US Secretary of State John Kerry welcomed the anti-corruption agreement, describing it as a "major step forward".

US Secretary of State John Kerry welcomed the anti-corruption agreement, describing it as a "major step forward". Photo: REUTERS

Extradition concerns

The APEC group statement said it had set up the Network of Anti-Corruption Authorities and Law Enforcement Agencies (ACT-NET) to investigate bribery, money laundering and illicit trade.

The network commits its 21 member states to "deny safe haven to those engaged in corruption, including through extradition, mutual legal assistance and the recovery and return of proceeds of corruption".

It will also "establish measures and systems to protect whistleblowers".

Officials said that the proposal was initiated by China and backed by the US, the BBC reported.

But correspondents said it was not clear how the agreement would work between countries that do not have bilateral extradition treaties.

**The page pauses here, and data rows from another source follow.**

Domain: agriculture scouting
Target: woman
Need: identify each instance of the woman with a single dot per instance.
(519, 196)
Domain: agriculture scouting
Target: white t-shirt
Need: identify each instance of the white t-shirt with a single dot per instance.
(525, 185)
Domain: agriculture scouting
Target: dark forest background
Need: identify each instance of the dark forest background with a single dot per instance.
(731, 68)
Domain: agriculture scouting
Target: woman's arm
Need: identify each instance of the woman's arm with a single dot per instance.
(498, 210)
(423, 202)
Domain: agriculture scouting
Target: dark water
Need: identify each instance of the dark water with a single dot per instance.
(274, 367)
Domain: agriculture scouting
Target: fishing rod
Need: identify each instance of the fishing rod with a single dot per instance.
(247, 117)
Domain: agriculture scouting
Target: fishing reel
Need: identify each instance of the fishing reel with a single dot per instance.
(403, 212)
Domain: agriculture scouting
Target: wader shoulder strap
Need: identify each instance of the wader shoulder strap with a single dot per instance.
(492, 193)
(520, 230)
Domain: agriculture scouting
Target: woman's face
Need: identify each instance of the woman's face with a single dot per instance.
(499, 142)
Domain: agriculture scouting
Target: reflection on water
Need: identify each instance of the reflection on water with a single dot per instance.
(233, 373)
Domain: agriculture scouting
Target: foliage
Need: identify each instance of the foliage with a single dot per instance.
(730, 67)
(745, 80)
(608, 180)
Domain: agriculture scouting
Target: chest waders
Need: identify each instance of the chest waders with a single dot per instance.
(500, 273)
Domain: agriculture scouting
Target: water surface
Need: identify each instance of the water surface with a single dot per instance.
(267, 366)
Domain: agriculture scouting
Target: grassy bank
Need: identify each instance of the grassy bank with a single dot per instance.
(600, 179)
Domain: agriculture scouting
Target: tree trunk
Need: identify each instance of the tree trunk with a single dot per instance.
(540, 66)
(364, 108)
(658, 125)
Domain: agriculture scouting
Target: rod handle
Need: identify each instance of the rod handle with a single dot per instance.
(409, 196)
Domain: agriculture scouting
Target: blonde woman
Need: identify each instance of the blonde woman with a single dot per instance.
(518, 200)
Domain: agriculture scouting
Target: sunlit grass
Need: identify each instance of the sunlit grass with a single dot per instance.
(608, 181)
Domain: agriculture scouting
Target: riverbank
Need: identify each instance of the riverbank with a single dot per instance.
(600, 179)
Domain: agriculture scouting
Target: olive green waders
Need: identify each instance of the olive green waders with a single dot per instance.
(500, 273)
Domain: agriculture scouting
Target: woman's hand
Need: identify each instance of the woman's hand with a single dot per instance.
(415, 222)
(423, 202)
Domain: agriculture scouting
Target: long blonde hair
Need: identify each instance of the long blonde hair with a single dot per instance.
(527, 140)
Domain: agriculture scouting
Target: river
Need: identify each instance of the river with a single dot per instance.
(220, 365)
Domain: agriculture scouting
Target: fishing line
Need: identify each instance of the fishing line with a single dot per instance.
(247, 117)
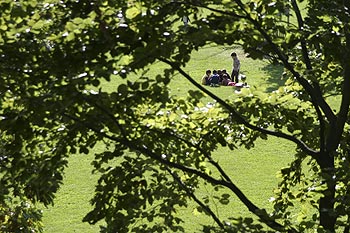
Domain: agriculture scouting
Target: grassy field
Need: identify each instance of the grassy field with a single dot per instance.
(254, 171)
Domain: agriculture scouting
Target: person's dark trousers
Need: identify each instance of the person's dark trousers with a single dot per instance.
(234, 76)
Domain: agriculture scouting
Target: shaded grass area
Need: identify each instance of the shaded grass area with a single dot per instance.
(252, 170)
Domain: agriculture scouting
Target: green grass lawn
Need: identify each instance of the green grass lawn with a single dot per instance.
(254, 171)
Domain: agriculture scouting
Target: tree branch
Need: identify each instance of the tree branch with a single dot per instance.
(134, 145)
(237, 116)
(194, 197)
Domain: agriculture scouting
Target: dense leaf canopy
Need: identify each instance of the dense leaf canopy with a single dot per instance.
(56, 56)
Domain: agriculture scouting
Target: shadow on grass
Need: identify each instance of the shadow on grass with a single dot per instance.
(275, 78)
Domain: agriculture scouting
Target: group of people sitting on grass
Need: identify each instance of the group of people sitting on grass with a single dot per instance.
(218, 78)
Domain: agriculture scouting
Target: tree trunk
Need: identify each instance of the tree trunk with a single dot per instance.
(326, 204)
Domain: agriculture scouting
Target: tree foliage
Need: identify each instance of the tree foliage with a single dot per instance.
(55, 57)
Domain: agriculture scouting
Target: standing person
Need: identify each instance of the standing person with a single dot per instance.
(236, 67)
(206, 77)
(185, 20)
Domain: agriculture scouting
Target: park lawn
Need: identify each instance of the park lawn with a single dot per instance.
(254, 171)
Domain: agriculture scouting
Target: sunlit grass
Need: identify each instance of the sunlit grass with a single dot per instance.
(252, 170)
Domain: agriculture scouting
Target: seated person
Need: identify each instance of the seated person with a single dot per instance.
(206, 77)
(225, 80)
(214, 79)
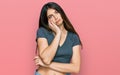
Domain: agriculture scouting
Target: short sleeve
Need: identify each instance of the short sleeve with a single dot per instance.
(41, 32)
(76, 40)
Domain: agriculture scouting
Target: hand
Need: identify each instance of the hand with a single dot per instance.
(38, 61)
(54, 27)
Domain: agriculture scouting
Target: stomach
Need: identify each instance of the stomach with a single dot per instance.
(48, 71)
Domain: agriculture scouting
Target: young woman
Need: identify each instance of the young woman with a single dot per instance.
(58, 43)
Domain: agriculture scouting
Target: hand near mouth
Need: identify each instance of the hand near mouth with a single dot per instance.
(54, 27)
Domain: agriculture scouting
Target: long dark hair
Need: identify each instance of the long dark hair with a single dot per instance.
(43, 20)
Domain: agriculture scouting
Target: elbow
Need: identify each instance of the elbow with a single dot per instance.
(77, 70)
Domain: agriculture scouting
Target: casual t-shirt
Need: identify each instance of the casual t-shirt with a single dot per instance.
(64, 52)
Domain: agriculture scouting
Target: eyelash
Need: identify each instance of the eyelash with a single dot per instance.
(52, 15)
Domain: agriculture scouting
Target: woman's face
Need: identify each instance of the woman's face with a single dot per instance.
(54, 16)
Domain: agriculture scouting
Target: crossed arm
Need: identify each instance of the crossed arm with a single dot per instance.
(73, 67)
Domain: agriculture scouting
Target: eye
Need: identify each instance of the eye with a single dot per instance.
(56, 12)
(50, 16)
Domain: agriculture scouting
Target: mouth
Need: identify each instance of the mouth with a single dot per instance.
(57, 21)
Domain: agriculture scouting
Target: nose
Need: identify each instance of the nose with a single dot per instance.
(56, 17)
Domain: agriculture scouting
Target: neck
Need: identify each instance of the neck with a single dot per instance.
(62, 28)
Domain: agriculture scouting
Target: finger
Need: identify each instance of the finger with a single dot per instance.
(36, 57)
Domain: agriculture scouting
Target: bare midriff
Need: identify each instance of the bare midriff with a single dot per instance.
(48, 71)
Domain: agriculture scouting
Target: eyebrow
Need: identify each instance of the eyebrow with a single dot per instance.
(51, 14)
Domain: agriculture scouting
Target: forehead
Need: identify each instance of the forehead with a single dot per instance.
(50, 11)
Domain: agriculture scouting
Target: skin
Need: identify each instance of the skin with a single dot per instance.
(47, 52)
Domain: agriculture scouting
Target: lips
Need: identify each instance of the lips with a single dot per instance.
(57, 21)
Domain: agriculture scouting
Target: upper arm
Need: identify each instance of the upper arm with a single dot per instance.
(76, 47)
(76, 55)
(42, 42)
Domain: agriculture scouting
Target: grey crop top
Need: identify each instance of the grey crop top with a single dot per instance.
(64, 52)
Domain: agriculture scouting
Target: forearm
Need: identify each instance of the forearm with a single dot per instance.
(64, 67)
(48, 54)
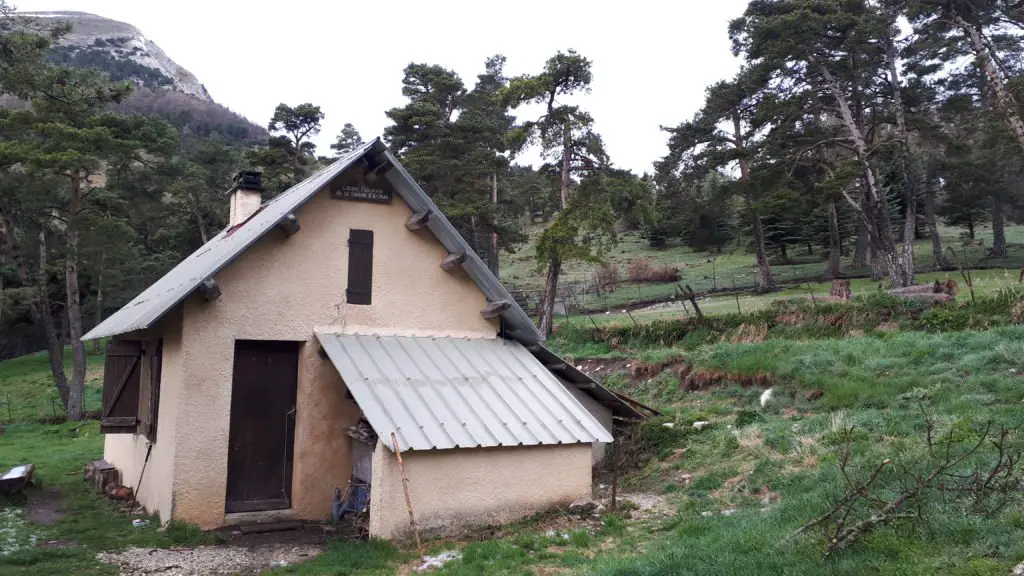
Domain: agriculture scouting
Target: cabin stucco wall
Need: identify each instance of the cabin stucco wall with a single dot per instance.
(452, 489)
(280, 289)
(127, 452)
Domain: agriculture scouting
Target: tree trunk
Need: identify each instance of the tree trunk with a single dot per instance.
(200, 220)
(875, 210)
(835, 242)
(40, 305)
(566, 166)
(550, 294)
(1004, 97)
(998, 231)
(907, 163)
(933, 227)
(878, 266)
(909, 229)
(860, 247)
(765, 281)
(493, 246)
(99, 301)
(76, 392)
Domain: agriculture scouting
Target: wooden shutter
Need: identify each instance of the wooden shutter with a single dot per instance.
(121, 379)
(360, 266)
(148, 398)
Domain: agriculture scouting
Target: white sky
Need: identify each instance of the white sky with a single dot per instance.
(652, 59)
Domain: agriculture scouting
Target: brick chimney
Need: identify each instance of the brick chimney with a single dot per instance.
(245, 196)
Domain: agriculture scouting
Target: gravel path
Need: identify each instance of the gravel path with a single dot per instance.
(207, 561)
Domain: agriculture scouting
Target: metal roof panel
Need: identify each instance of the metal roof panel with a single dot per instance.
(458, 393)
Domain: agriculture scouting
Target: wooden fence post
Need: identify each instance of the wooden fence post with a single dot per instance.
(404, 488)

The US, Canada and Australia - all seen as friendly to Chinese emigrants - have no extradition treaties with China because of concerns about capital punishment and the alleged use of torture in the Chinese judicial system.

China is currently involved in a huge campaign to root out corruption at all levels of society.

More than 13,000 Chinese officials were found guilty of corruption and bribery in the first nine months of 2014 alone.

This year saw the launch of Operation Fox Hunt, widening the scope of the campaign to include officials who have fled abroad.

President Xi has warned that the campaign would target both "tigers" and "flies", indicating that no-one, even senior party members, was exempt from the crackdown.

Since he came to power, some of China's biggest political heavyweights, including the vice-chairman of China's parliament and the former security chief have been targeted.